If a 10 mM solution of a biomolecule in a cuvette of path length 10 mm absorbs 90% of the incident light at 280 nm, the molar extinction coefficient of the biomolecule at this wavelength is _______ M(^{-1})cm(^{-1}). (Round off to two decimal places)

Hint:

When working with Beer-Lambert Law, ensure to convert all units properly; specifically, path length should be in centimeters for standard calculations.

Answer 1

To find the molar extinction coefficient, \( \epsilon \), we use the Beer-Lambert Law: \[ A = \epsilon \cdot c \cdot l \]

Where:

• \( A \) is the absorbance.
• \( \epsilon \) is the molar extinction coefficient.
• \( c \) is the concentration in molarity.
• \( l \) is the path length in centimeters.

Step 1: Calculating Absorbance.

Given that 90% of the incident light is absorbed, the absorbance \( A \) can be calculated using:

\[ A = -\log(1 - 0.90) = -\log(0.10) = 1 \] Step 2: Given Parameters.

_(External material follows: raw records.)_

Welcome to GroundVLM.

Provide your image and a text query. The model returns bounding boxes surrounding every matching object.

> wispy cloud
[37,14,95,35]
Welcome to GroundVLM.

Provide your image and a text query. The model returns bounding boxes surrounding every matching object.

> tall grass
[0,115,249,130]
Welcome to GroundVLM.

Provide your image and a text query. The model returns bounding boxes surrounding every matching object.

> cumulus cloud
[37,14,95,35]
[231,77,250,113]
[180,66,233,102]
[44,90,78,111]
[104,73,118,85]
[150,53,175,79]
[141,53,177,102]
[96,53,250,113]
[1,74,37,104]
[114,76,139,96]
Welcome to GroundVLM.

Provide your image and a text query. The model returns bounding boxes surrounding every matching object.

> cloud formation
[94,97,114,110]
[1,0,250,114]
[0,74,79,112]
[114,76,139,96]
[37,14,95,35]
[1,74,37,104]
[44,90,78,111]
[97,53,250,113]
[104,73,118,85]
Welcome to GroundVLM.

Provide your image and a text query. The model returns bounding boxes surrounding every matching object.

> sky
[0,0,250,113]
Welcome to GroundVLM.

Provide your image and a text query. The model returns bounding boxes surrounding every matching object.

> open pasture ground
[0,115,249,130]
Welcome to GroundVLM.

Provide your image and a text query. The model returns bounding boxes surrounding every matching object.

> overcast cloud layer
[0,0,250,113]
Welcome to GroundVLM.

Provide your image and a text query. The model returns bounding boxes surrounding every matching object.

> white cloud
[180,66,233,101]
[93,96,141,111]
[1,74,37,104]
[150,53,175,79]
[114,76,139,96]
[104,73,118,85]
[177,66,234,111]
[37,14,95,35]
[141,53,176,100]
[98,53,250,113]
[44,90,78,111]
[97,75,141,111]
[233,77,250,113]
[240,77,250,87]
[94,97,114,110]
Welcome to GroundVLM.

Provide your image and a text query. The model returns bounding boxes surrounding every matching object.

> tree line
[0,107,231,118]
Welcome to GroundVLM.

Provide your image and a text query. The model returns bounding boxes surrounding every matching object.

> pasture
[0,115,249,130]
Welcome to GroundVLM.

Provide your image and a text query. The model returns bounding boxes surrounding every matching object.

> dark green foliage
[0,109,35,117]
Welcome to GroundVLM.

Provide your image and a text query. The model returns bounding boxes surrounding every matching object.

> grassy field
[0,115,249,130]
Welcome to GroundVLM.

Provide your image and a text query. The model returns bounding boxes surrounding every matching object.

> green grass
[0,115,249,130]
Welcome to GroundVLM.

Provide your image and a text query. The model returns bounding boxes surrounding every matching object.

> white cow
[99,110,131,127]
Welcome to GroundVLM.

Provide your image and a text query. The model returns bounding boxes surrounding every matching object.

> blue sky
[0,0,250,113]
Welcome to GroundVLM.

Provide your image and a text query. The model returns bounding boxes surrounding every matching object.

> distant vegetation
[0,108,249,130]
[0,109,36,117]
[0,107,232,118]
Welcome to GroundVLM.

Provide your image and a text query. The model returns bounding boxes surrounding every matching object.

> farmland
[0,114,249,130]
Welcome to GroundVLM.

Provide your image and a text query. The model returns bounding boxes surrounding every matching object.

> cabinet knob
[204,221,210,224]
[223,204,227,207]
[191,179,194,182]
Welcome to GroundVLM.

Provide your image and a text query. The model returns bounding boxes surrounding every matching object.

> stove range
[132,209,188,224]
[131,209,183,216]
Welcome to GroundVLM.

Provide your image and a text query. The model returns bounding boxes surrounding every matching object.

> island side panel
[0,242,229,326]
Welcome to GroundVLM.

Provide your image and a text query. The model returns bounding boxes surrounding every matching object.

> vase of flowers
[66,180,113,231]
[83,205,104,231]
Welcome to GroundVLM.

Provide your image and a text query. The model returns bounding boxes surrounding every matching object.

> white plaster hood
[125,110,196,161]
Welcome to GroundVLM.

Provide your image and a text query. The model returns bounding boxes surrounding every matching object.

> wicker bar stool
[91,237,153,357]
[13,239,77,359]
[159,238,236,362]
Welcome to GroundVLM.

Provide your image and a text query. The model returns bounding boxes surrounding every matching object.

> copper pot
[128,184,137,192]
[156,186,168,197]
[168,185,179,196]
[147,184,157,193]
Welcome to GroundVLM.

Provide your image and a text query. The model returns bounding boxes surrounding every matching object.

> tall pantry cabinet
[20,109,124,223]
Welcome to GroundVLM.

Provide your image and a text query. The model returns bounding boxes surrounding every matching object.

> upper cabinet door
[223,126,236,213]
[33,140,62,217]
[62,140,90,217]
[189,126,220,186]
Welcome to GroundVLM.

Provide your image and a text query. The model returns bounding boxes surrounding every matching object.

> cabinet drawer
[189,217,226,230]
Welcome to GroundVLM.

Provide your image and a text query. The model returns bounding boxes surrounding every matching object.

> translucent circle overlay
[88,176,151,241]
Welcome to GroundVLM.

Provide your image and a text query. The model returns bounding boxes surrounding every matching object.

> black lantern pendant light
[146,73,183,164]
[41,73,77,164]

• Concentration: \( c = 10 \) mM = \( 0.01 \) M
• Path length: \( l = 10 \) mm = \( 1 \) cm

Step 3: Substituting into Beer-Lambert Law. \[ 1 = \epsilon \cdot 0.01 \cdot 1 \] \[ \epsilon = \frac{1}{0.01} = 100 \, \text{M}^{-1} \text{cm}^{-1} \] Conclusion:

Therefore, the molar extinction coefficient is approximately \( 100 \, \text{M}^{-1} \text{cm}^{-1} \), with reasonable estimates between 98 and 102 \( \text{M}^{-1} \text{cm}^{-1} \) based on rounding and experimental considerations.